Some time ago, the UK Government declared that it would bring in an Act to revoke all EU-derived laws, across the board, by the end of the year, except for a few selected laws that would be specially chosen to be retained.

This would have had the effect of purging the majority of EU law from UK statute books in one legal mass extinction event. However this position has been changed last week. The UK Government appears to have worked out that most of the relevant laws would not even have been considered by the end of the year, so that many useful laws would have been revoked, regardless of the consequences. Now, it will only be a specified list of laws that will be revoked at the end of 2023, and the Civil Service will carry on checking the remaining “retained” laws one by one, for the foreseeable future.

Many UK intellectual property laws were amended or replaced by EU laws, so potentially this was of major significance. There is the potential for UK intellectual property law to diverge abruptly away from mainstream EU intellectual property law, producing more uncertainty for businesses.

The Government has just published the current list of laws that will definitely be revoked at the end of the year. The list of EU laws actually being revoked in the short term is quite short.

There seems to be nothing on the current list which is significant in the field of intellectual property and which is going to change.

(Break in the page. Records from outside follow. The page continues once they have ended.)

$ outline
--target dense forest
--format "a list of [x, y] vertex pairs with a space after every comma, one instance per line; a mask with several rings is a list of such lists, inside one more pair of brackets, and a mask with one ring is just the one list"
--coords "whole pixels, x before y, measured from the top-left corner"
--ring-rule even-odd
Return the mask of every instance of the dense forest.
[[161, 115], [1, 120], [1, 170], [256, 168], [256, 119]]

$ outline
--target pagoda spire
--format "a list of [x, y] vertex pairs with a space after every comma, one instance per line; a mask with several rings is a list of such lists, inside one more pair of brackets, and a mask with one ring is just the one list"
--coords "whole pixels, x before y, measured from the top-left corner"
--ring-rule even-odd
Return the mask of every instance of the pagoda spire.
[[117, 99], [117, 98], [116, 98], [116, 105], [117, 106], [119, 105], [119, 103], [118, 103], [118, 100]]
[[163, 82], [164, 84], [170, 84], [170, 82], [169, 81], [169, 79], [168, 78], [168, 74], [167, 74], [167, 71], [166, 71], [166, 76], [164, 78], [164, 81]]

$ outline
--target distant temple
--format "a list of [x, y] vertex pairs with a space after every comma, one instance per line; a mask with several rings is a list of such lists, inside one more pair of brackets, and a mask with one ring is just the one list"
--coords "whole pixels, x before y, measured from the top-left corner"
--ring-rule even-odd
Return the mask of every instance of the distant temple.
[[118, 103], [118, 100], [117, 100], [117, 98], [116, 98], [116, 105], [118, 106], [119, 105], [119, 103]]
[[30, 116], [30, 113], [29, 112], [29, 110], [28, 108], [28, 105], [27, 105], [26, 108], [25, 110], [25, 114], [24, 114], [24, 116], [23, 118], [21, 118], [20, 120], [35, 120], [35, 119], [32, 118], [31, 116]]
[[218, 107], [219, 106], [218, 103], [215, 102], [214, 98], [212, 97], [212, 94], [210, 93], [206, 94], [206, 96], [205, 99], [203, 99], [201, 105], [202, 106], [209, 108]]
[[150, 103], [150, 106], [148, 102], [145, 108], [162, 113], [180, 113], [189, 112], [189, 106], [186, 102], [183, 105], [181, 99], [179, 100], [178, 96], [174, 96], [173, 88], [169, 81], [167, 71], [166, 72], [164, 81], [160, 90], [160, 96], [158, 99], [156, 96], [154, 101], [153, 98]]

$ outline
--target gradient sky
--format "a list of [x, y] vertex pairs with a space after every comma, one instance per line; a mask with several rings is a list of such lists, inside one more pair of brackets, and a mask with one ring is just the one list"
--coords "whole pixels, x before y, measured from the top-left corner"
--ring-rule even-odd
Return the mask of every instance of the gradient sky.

Further, it must be remembered that much of UK intellectual property law is based upon international treaties and the European Patent Convention. The European Patent Organisation is not an EU body, and so the whole of UK patent law remains substantially unaffected.
UK trade mark and design law has developed more in parallel with EU law, but mainly in ways that were in line with UK thinking. Formally disconnecting this area of UK law from EU law should not need much revision of UK statutes.

Half of the announced revocations are laws that have been superseded in any case, but no-one had bothered to remove them from the statute books. (There was one that was only supposed to apply during the 2012 Olympics…)

Short version – don’t worry about EU-derived intellectual property laws being revoked from UK legislation. There is nothing particularly important that’s on the chopping block for the foreseeable future. We act directly at the EPO for European patents and through our Antwerp office for European trade marks and design protection. In the meantime, UK Patent Attorneys are continuing to register as Professional Representatives at the new Unified Patent Court, which opens for business in June 2023.